Erysipelas therapy

The most important rule for preventing erysipelas is good skin protection and special hygiene in the affected areas, especially areas with lymphatic vesicles on the skin or lymphangioma circumscriptum in the case of lymphatic malformation.

Most erysipelas occur in patients with lymphatic malformations and primary lymphedema, usually in connection with small skin defects or lymphorrhea and small cutaneous lymphatic vesicles.

In most cases the source is a streptococcal infection of lymphatic tissue of the skin and subcutaneous tissue, which spreads rapidly in the lymph vessel system.

These streptococci are usually sensitive to penicillin. If there are local signs of inflammation (increased temperature, extensive reddening of the skin, local pain, burning sensation) and systemic signs of infection such as fever, penicillin may have to be administered intravenously, otherwise it can also be given orally. Inpatient treatment is often necessary to avoid progression into sepsis. Therefore, it is essential to consult a physician early if there are signs of erysipelas.
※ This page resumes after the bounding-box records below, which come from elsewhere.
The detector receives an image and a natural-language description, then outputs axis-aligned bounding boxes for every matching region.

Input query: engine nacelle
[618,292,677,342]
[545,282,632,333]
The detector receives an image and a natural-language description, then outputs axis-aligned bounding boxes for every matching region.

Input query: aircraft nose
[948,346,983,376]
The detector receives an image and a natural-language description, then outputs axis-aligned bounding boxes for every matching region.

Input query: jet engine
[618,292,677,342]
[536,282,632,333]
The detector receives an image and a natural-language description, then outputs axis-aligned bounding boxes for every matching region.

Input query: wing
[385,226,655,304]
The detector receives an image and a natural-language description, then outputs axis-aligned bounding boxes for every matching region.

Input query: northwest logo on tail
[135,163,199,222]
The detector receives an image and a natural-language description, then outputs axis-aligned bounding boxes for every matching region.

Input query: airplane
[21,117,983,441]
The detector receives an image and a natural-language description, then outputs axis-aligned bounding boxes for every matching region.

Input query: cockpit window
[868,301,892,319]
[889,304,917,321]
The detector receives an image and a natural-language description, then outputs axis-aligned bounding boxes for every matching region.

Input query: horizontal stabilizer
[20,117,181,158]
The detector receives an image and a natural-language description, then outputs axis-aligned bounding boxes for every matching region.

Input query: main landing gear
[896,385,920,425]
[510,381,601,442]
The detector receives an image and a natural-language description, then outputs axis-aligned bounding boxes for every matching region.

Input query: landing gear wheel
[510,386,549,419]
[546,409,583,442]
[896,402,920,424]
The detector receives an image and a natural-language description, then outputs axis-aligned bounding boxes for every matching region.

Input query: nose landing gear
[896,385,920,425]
If there are more than 3 erysipelas per year or recurrent severe erysipelas and the source cannot be treated successfully, erysipelas drug prophylaxis, e.g., with oral penicillin, is indicated.

So-called “pulsed prophylaxis” (2 x daily oral penicillin every 3rd or 4th day for 6 months) is often clinically adequate and is better tolerated than daily administration. Alternatively, an intramuscular depot penicillin (e.g. benzylpenicillin benzathine) every 6 to 8 weeks may be prescribed.

In the case of recurrent erysipelas under prophylaxis, an antibiogram is required to exclude bacterial antibiotic resistance. This may necessitate a change of the antibiotic regimen based on the antibiogram (usually broad-spectrum penicillin, ciprofloxacin, clindamycin, etc.).